Glen started. Duckpath's harangue had distracted him, and somehow chilled him too. He peered down the stairwell. There were People at the end of the lower corridor, milling around and shouting.

"We've got to get to shelter," he said, hurrying toward Joan.

Duckpath began to talk again. "This is nothing new. The Romans had a word for it, and a day for it, too. A day when the laws were abandoned and society was turned upside down. A day when the people cast off the bonds of civilization and order. A day of Misrule. They even had a King of Misrule. I rather like that. I might be such a King." He struck a pose. "King of Misrule!" He turned with a grand gesture to Joan. "And you are my...."

A rock crashed against the side of his head. Another exploded on the wall next to Glen.

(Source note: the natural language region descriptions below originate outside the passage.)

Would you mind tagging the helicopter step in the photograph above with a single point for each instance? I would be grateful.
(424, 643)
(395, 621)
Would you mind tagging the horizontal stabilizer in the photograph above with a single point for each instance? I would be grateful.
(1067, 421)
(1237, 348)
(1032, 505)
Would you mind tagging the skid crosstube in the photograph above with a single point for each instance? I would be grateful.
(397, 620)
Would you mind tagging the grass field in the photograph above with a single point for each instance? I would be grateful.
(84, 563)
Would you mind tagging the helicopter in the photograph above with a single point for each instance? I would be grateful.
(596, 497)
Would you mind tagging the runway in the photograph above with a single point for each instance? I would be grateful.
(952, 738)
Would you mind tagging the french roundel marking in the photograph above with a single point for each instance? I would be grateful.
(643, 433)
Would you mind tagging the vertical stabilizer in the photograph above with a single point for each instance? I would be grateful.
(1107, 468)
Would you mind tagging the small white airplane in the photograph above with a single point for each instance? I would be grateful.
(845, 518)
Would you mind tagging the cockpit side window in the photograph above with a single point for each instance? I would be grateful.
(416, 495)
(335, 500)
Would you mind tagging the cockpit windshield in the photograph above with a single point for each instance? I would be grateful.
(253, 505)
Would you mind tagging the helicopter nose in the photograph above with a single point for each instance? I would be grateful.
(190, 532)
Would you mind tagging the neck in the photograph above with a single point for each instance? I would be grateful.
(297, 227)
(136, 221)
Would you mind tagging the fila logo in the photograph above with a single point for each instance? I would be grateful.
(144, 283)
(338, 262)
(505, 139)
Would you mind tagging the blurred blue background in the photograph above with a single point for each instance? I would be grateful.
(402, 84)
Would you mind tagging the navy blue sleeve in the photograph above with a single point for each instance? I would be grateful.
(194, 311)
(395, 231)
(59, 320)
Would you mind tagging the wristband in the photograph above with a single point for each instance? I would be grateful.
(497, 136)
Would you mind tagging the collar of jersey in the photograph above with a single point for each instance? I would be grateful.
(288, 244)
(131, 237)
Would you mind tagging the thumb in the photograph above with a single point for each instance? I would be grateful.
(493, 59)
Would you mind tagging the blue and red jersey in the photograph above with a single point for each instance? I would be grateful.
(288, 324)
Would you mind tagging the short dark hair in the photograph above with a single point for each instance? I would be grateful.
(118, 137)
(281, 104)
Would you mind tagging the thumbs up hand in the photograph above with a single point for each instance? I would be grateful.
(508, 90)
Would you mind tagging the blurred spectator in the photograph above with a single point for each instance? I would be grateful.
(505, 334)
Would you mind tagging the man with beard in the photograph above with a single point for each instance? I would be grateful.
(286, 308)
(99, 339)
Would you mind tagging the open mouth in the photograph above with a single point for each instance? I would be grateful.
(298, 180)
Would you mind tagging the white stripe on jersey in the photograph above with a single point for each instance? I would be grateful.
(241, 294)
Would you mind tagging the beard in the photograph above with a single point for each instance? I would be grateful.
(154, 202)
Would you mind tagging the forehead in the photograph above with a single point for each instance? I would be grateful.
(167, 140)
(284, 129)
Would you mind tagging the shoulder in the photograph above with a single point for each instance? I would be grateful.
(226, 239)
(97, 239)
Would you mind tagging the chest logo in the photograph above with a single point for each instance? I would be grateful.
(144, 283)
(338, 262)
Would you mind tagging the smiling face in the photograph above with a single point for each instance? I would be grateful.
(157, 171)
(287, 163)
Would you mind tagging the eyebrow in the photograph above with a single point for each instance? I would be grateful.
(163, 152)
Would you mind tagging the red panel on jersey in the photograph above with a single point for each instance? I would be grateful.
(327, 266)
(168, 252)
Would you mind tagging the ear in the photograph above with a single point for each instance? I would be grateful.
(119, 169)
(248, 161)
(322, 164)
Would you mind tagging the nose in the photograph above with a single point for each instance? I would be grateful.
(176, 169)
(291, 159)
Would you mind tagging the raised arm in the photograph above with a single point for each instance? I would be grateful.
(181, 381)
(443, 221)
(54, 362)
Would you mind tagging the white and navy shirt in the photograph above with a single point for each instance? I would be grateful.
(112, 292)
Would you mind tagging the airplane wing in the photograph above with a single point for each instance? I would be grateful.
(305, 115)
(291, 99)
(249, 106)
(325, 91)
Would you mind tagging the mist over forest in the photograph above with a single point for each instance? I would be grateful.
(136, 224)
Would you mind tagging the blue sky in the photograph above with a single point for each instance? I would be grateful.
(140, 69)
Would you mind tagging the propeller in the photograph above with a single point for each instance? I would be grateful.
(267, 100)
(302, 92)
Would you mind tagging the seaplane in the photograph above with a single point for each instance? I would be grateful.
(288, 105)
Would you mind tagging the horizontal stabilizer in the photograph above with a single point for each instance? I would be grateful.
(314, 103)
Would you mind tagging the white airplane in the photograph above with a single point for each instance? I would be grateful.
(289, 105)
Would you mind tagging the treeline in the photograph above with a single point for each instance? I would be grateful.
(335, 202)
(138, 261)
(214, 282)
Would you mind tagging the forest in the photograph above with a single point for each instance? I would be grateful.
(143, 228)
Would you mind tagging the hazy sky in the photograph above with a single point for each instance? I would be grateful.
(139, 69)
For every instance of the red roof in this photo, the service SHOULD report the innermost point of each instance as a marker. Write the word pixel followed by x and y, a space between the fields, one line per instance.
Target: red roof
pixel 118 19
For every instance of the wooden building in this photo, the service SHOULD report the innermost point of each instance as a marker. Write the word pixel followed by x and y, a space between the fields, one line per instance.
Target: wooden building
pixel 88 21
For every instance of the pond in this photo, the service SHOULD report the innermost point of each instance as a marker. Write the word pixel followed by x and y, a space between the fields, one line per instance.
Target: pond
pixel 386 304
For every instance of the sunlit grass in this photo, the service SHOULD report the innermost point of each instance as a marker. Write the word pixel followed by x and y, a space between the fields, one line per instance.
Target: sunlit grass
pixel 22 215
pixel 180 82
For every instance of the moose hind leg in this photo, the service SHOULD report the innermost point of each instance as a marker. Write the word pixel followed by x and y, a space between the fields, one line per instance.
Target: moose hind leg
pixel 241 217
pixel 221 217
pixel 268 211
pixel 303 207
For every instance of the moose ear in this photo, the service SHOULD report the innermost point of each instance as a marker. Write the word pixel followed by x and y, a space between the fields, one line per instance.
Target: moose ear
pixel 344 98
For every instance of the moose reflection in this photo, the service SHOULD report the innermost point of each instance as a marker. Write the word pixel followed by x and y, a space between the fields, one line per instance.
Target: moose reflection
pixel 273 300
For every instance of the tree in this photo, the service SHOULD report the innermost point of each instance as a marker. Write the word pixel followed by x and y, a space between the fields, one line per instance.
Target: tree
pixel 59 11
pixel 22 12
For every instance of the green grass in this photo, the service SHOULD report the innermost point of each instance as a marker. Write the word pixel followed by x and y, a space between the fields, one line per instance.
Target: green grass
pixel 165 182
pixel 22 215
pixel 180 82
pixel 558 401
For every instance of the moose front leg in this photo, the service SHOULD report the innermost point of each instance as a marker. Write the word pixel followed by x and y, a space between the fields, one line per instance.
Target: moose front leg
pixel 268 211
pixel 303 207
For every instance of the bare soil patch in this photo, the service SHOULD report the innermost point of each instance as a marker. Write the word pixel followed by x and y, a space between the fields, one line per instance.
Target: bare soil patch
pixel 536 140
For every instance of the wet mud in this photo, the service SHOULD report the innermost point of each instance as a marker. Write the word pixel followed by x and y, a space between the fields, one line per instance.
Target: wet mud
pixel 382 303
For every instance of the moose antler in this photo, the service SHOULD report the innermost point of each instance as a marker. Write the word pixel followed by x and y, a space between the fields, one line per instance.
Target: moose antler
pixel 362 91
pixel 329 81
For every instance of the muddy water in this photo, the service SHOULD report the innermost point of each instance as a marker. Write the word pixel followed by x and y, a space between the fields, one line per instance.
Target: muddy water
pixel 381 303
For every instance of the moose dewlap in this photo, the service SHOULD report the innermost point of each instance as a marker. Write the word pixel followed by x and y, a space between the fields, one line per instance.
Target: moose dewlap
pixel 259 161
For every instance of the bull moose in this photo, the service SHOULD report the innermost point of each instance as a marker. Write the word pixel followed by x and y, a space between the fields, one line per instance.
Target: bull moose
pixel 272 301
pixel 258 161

"The secret passageways, Glen!" Joan screamed. "They've come up the other way. The maps must have been accurate this time."

There was a knot of men at the far bend of the corridor. They carried torches, and clumps of stones in sacks at their waists. Obviously they were not the dilettantes of People's Day. They were after more than the crash of furniture.

"Get the dame, boys!" one of them yelled. They charged forward. Duckpath was lying across the entrance to the shelter, and the mob was almost on him.

"We've got to take the stairway, Joan!" Glen cried, fumbling at her arm.